Lorsque mes parents sont revenus de Bretagne après une semaine de flotte intense (comme d'hab dans ce coin quoi) (oh, ARRETEZ de rouler des yeux en prétendant qu'il ne pleut que sur les cons en Bretagne. C'est faux. Il pleut tout le temps et sur tout le monde dans ce pays), je me suis pris une méchante claque dans la gueule de constater à que point ils avaient vieilli.

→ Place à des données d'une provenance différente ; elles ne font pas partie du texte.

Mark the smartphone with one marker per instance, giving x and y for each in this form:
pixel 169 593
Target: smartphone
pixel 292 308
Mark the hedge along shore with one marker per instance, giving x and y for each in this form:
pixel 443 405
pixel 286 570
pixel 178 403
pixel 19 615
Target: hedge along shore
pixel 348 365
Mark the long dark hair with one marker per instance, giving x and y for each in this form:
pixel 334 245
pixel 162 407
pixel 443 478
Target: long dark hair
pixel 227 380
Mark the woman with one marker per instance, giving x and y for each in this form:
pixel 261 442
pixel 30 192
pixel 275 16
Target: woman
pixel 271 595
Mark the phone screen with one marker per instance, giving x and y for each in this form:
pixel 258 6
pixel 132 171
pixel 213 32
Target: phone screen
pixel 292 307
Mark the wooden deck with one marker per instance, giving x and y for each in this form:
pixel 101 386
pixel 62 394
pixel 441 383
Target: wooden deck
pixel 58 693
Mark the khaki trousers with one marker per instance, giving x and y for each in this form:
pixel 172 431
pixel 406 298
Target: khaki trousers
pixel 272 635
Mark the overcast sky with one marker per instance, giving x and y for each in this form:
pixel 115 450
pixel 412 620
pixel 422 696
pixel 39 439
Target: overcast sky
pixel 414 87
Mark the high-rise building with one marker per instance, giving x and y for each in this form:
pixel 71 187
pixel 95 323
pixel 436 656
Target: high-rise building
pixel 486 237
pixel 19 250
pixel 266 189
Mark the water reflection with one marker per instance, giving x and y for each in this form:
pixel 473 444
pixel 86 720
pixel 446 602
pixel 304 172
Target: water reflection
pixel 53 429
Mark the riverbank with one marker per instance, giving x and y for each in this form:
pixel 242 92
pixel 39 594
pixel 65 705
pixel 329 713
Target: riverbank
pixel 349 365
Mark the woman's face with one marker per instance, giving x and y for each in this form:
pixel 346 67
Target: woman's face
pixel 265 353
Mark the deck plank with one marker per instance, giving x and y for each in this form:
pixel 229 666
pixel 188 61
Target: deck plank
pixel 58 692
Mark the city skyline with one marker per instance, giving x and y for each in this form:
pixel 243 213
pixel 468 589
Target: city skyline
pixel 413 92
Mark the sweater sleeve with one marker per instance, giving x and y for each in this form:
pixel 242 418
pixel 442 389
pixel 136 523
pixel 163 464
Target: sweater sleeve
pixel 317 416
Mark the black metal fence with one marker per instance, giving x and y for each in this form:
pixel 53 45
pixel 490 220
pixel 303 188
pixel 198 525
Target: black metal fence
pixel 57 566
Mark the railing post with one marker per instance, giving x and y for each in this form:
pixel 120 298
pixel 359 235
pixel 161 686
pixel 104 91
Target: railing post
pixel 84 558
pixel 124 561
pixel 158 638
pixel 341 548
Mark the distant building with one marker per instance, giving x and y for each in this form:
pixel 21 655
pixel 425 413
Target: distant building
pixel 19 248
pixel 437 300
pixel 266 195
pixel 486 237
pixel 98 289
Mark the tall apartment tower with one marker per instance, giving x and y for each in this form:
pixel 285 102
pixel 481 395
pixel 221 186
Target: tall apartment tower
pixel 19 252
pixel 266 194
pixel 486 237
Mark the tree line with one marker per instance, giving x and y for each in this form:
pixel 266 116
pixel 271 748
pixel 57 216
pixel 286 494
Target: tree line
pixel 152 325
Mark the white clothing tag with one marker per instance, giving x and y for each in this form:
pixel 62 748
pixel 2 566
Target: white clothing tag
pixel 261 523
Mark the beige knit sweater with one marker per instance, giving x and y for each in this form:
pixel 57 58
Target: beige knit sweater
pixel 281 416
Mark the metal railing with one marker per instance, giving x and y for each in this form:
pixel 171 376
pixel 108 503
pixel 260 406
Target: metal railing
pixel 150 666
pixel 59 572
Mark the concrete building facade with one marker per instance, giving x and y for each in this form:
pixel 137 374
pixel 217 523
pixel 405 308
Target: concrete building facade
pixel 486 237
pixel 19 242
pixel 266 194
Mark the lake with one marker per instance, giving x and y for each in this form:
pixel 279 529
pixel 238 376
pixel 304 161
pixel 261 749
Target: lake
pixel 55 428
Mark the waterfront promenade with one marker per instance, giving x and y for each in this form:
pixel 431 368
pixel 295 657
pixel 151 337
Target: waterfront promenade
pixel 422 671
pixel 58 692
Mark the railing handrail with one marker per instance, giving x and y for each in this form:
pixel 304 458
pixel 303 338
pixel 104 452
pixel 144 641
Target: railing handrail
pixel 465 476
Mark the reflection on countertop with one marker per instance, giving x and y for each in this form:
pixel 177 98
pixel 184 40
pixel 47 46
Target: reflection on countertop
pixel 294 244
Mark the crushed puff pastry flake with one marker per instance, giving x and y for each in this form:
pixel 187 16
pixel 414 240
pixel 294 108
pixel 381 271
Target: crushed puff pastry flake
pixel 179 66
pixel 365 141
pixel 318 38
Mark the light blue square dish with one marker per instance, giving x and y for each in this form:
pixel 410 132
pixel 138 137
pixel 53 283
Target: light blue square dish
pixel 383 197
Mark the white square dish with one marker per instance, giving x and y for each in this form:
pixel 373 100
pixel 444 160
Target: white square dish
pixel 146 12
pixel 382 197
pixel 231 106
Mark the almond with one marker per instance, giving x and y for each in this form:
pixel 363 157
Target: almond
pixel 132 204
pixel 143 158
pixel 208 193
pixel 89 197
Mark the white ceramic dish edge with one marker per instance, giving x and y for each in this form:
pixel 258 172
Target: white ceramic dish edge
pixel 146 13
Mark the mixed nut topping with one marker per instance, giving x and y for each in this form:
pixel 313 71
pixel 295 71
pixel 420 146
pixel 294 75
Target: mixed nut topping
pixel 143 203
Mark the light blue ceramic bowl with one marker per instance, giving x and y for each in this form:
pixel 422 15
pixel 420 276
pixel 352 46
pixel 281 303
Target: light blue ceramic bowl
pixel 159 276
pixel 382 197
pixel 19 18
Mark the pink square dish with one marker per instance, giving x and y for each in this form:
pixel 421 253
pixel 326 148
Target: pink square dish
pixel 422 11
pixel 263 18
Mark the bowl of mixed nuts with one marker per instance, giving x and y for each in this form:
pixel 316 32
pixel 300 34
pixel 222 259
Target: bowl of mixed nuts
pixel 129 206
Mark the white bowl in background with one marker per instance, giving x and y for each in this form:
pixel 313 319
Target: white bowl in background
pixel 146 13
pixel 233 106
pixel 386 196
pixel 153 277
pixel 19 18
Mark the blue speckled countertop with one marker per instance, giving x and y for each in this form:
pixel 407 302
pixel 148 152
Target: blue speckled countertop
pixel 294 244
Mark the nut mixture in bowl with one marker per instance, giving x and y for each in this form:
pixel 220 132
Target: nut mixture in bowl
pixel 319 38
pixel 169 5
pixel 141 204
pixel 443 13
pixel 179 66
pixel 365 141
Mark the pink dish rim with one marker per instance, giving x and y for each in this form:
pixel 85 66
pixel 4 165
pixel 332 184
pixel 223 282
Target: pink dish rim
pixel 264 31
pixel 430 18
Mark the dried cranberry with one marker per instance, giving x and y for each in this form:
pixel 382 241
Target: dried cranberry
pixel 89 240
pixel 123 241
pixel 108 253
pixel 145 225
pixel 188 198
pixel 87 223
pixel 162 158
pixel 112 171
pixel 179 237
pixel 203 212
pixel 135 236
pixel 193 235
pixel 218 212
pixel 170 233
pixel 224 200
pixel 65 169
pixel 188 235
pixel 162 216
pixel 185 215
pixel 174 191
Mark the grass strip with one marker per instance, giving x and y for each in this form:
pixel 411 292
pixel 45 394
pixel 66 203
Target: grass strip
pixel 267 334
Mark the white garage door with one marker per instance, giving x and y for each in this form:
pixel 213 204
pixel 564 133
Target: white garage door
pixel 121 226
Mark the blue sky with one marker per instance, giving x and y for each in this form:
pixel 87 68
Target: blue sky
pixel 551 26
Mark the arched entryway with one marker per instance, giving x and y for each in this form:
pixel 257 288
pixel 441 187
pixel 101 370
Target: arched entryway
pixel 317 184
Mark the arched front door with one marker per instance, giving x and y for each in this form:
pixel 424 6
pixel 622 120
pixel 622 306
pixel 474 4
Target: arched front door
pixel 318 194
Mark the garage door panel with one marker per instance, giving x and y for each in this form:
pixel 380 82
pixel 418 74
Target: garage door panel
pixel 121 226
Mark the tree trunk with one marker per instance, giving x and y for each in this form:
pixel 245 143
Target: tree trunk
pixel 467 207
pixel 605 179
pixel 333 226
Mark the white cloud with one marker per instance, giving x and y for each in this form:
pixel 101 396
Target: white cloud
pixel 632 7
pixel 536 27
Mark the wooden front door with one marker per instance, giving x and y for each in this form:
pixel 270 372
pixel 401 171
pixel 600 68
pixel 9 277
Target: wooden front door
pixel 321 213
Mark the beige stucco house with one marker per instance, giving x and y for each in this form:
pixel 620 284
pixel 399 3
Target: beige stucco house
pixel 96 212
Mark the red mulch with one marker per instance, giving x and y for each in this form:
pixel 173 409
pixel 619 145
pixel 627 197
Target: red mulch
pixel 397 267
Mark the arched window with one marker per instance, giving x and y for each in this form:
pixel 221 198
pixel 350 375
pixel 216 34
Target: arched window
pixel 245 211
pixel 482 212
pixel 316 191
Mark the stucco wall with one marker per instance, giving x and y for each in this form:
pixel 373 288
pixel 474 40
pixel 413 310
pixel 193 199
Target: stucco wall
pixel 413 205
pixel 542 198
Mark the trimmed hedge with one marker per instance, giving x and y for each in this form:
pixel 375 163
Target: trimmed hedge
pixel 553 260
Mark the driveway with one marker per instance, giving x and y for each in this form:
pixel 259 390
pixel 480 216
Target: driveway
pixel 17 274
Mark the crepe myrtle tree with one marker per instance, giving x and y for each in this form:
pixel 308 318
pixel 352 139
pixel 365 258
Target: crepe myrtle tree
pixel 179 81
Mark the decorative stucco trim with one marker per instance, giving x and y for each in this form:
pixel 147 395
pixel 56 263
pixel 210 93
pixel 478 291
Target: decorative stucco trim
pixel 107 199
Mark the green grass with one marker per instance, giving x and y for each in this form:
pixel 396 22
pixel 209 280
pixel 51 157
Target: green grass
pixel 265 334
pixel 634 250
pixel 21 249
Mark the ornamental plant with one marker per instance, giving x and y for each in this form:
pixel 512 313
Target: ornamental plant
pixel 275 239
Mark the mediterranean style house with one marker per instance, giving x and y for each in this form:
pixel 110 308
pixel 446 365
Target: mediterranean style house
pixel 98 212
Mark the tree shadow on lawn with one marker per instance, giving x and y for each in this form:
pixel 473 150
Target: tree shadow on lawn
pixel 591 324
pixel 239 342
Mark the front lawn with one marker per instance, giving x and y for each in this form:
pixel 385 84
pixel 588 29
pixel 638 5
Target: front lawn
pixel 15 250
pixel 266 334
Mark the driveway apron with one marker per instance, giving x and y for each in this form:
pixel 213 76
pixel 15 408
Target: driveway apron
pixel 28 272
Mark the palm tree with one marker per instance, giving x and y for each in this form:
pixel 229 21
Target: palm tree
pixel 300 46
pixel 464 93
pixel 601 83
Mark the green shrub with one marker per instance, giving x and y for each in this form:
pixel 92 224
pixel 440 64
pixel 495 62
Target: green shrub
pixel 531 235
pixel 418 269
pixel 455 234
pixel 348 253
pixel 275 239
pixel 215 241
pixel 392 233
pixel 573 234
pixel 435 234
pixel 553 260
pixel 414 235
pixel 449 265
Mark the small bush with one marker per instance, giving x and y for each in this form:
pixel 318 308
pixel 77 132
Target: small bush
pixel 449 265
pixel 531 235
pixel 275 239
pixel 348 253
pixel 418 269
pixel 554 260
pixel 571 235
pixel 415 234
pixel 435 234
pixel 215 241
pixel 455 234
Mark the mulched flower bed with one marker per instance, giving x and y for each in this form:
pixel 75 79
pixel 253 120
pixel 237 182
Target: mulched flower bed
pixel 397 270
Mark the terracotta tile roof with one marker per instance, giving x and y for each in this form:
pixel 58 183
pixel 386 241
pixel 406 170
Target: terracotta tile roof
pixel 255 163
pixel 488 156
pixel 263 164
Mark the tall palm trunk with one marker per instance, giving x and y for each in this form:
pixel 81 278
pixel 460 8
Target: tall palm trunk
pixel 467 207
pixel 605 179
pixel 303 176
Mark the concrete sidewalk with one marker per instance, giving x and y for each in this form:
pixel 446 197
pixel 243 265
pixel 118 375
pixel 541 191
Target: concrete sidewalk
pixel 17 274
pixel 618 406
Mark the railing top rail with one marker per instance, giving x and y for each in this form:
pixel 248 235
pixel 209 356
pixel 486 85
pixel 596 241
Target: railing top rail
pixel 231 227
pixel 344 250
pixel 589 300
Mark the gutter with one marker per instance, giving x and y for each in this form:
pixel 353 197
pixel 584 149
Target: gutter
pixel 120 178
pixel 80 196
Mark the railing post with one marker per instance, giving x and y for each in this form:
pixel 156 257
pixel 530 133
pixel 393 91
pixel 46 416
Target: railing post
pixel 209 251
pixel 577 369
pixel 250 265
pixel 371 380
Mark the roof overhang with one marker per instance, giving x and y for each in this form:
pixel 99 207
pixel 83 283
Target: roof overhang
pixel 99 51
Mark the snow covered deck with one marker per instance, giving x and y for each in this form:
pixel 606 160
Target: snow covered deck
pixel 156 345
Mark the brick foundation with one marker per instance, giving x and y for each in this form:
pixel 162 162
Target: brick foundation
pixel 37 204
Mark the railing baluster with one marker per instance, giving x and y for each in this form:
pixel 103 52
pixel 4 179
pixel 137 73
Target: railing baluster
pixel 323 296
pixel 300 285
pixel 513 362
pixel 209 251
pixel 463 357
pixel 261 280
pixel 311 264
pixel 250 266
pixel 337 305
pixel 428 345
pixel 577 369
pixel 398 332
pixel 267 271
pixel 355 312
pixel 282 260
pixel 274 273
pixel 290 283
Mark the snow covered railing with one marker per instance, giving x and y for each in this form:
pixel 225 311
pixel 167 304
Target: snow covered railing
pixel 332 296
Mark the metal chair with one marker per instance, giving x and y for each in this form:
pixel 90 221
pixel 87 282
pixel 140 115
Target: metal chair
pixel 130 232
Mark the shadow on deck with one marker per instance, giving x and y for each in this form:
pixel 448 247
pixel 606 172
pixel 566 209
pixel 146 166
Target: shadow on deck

Mon père a soixante-deux ans, ma mère soixante, mais ils sont tous les deux minces, sans trop de rides et le cheveu encore enduit de mélanine. Du coup, leur âge ne se lit pas sur leur visage et les gens ont tendance à leur donner facilement dix ans de moins. C'est une fierté de ma mère, qui a ri lorsque la SNCF lui a proposé un tarif senior; pour elle, elle est encore fraîche, et si sa maladie ne lui bouffait pas les os, elle aurait encore l'impression d'être encore trentenaire. Cela dit, j'aurais du me douter de quelque chose lorsqu'elle a commencé à entamer une névrose sur les nouveaux voisins qui ont des POULES et des LAPINS dans le jardin et qui ont plein de gosses plus ou moins discrets. Elle s'est mise à les guetter à travers la fenêtre en grommelant quant au pourquoi de l'installation de ceci ou cela dans leur jardin et de quel côté vont-ils installer leur piscine gonflable? (Pas de notre côté j'espère, parce que qu'après quand ils vident la piscine la flotte passe le muret et ça atterrit dans notre jardin et là JE TE RACONTE PAS). Mon père, ça se traduit déjà plus dans son comportement: il a tout le temps froid, se balade en charentaises (LE signe révélateur) en trainant des pieds. Il lit le journal assis dans son fauteuil en cuir ou dans son transat sur la terrasse l'été (manquerait plus que la pipe et la cheminée pour un cliché parfait), il devient complètement sourdingue et oublie tout (bon ça c'est pas particulier à l'âge ceci dit, je l'ai toujours connu un peu ailleurs).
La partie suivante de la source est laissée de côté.